Autogiros have significant high-speed advantages over a helicopter, says Groen, because of differences in rotor disc angle-of-attack and blade collective pitch. Where a helicopter requires a negative disc angle to produce thrust, an autogyro has a positive angle, which allows higher advance ratios before the retreating blade stalls. And where a helicopter must increase collective pitch to fly faster, an autogyro reduces it, delaying retreating-blade stall.
Hub drag challenge
Minimising the drag of the autorotating rotor by controlling its speed and angle-of-attack is key to achieving the ambitious performance goals. “If we do not substantially reduce drag, we will not get to 400mph,” says Woodbury. The simple rotor will help. “The blades are not twisted and we do not need an extremely rigid rotor. Hub drag is still a challenge, but a gyroplane hub is less complex than a helicopter’s,” he says.

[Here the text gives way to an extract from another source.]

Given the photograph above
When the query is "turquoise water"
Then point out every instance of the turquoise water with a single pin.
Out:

Phase 1 of the $40 million programme will take the rotor system to a preliminary design review and address primary risk areas: windtunnel tests of a full-scale blade section and subscale fuselage to measure drag and downwash; static and rotating tipjet tests to assess aerodynamic and propulsive performance; and acoustic and structural tests. Phase 2 would include windtunnel testing of a full-scale rotor and detail design of a demonstrator based on the Adam A700 very-light jet. The demonstrator would be built and windtunnel-tested in Phase 3 and flight-tested in Phase 4. DARPA wants the first flight in about 42 months, says Woodbury.

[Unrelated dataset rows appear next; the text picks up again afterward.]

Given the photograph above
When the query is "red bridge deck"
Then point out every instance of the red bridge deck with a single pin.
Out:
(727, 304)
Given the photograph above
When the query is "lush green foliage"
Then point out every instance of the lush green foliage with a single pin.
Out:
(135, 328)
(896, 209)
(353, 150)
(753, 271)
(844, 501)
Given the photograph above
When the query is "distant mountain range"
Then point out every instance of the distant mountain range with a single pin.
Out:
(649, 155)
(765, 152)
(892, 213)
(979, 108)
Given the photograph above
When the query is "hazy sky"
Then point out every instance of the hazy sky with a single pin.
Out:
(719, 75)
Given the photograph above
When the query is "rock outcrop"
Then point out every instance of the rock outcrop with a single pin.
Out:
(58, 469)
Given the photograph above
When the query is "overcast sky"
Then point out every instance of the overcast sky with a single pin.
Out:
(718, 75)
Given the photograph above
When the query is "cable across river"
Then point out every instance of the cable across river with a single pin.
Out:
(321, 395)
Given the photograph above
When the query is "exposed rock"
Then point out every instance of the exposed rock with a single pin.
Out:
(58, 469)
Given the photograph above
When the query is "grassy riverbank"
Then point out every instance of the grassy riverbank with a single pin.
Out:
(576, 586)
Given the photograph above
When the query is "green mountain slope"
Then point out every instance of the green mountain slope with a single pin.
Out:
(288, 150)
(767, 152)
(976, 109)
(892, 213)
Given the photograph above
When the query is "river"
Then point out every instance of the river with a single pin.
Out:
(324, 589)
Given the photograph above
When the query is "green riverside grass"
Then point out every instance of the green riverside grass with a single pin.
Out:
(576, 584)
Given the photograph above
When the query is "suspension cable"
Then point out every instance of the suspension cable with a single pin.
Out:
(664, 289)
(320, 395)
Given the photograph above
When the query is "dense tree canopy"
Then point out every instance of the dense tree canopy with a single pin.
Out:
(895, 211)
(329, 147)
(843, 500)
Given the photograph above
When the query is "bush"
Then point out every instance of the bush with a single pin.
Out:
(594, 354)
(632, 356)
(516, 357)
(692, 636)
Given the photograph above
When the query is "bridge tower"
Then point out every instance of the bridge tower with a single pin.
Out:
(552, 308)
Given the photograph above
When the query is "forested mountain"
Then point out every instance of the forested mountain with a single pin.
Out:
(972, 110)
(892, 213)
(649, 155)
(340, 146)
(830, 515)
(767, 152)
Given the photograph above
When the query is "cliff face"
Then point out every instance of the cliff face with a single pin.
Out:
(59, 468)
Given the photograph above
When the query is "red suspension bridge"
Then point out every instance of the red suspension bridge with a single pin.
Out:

Leading a team including Georgia Tech, Adam Aircraft, Williams International and the NASA Ames/US Army rotorcraft research division is a challenge for GBA. “Groen has experience of taking a concept to flight in a short time,” says Woodbury, adding: “We could not deliver this programme for the dollars or in the time available if we used one of the big guys.”
Performance goals are high to ensure the Heliplane is not ignored. “We have set the standard high enough that, if we succeed, it will not be at the margin - we will have an overwhelming advantage over existing configurations,” says Woodbury. “We will change the nature of VTOL.”